June meraih Dani dengan lembut.
"Aku juga wis ora nduwe (=sudah tidak punya) Mamak, Dan…" seru June, berusaha berbahasa Jawa.
Hati saya tersayat. Saya tahu Ibunda June telah meninggal dunia, beberapa tahun yang lalu, tepat di hari ulang tahun June.
"Tenanan(=sungguh)?" Tanya Dani.
"Tenanan…"June mengangguk.
“Ora ngapusi(=nggak bohong)?”
“Ndak…”
“Kangen ndak sama ibu, Mbak?” Tanya Dani polos.
“Kadang-kadang kangen.”
“Aku juga.” Dani menunduk.
Kembali saya merinding, mata saya memanas. Saya masih memiliki ayah dan ibu, lengkap. Bagaimana jika kehilangan seperti ini terjadi pada saya? Mungkin saya tidak akan sekuat Dani atau June. Saya sangat mencintai ayah dan ibu saya.

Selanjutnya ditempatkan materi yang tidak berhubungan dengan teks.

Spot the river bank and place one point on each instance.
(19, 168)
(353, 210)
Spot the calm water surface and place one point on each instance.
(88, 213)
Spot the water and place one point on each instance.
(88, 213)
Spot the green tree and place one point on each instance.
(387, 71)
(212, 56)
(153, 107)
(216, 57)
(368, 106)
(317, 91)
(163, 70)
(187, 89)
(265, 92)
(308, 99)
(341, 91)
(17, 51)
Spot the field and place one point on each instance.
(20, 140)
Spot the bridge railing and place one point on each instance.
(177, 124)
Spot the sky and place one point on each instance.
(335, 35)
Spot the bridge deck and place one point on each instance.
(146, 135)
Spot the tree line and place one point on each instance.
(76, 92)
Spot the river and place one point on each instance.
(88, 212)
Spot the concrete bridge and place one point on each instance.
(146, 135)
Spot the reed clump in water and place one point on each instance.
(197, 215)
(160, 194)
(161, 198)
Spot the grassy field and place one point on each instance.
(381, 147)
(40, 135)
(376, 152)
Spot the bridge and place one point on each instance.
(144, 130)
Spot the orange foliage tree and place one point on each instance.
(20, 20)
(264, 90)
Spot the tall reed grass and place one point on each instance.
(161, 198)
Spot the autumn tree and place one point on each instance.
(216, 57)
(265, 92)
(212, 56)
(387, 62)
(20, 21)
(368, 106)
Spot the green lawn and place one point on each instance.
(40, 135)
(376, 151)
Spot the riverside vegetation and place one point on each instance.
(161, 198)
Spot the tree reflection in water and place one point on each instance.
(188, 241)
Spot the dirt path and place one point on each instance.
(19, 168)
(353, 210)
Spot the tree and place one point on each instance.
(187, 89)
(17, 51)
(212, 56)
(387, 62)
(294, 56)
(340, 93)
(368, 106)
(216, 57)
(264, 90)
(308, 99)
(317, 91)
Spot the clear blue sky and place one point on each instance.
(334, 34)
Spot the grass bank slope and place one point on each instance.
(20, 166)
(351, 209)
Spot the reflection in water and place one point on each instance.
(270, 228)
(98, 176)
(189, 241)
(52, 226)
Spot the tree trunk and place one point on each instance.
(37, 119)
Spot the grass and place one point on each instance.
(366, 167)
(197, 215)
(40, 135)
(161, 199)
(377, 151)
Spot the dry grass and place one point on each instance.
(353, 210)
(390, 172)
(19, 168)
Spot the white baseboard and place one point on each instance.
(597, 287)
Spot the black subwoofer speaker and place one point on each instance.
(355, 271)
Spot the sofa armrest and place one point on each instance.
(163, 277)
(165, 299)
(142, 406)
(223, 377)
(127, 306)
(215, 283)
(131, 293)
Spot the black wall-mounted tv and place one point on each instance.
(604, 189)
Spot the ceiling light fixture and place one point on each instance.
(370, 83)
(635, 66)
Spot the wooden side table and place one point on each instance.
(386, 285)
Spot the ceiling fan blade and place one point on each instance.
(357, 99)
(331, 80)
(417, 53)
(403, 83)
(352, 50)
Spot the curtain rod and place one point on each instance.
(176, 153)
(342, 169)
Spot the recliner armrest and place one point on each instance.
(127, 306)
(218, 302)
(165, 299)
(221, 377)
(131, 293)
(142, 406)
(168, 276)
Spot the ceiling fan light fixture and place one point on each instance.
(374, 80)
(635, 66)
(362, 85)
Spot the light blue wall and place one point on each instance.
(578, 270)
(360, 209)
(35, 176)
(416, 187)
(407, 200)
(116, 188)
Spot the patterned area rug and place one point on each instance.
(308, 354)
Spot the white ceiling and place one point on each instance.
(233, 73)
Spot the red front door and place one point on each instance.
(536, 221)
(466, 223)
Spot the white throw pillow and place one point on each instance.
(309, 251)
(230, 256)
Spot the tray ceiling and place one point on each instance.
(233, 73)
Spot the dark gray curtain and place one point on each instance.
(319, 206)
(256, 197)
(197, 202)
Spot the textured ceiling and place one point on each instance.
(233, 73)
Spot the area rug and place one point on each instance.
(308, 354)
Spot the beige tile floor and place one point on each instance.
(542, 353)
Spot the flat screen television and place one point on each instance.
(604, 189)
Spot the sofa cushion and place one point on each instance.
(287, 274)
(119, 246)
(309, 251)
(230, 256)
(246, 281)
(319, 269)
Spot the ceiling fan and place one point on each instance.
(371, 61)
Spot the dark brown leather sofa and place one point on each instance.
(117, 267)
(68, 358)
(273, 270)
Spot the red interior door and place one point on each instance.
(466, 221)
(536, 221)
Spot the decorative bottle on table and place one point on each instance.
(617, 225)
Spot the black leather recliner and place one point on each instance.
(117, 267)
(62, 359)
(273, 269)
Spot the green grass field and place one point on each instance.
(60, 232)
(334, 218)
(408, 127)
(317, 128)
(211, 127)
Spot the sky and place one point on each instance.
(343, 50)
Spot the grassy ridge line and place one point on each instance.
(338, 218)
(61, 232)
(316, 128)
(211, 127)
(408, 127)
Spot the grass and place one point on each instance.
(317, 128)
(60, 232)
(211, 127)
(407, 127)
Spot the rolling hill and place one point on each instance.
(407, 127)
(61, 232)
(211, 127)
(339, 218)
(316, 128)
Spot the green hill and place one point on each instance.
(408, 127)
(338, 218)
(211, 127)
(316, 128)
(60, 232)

Saat itu juga, saya ingat bahwa saya belum menghubungi mereka sama sekali sejak saya tiba di sini.
"Tapi, Mbak.. kata Mbah’e, aku ndak boleh sedih, Mamak wis dipundhut Allah SWT, saiki mamak wis ono neng swargo (= sudah diambil Allah SWT, sekarang Mamak sudah ada di surga).." Dani tersenyum.
"Iya, mungkin mamak kita lagi ketemu di surga sana.." June membalas sambil tersenyum sangat manis.
Air mata saya berlinang. Terburu saya menjauh, mengambil ponsel yang saya simpan dalam kantung celana cargo, dan mendial nomor ayah saya.
Terdengar nada sambung, dan beberapa jenak kemudian, suara ayah.
"Mbak? Kenapa nelpon? Kamu kenapa? Nggak apa-apa kan? Katanya di sana ada gempa-gempa susulan?" bertubi-tubi ayah menyerang saya dengan pertanyaan. Ia terdengar sangat panik.
"Nggak, aku baik-baik aja Pah… Cuma mau bilang, aku sayang Papah…"
"Oh.."
"Lagi di rumah?"
"Iya.."
"Mamah ada di sana?"
"Ada…Sebentar"
"Ya, Mbak?" itu suara ibu.
"Aku sayang mamah, banget."
"Oh.."
Untuk semua anak-anak yang orang tuanya sudah berada di surga.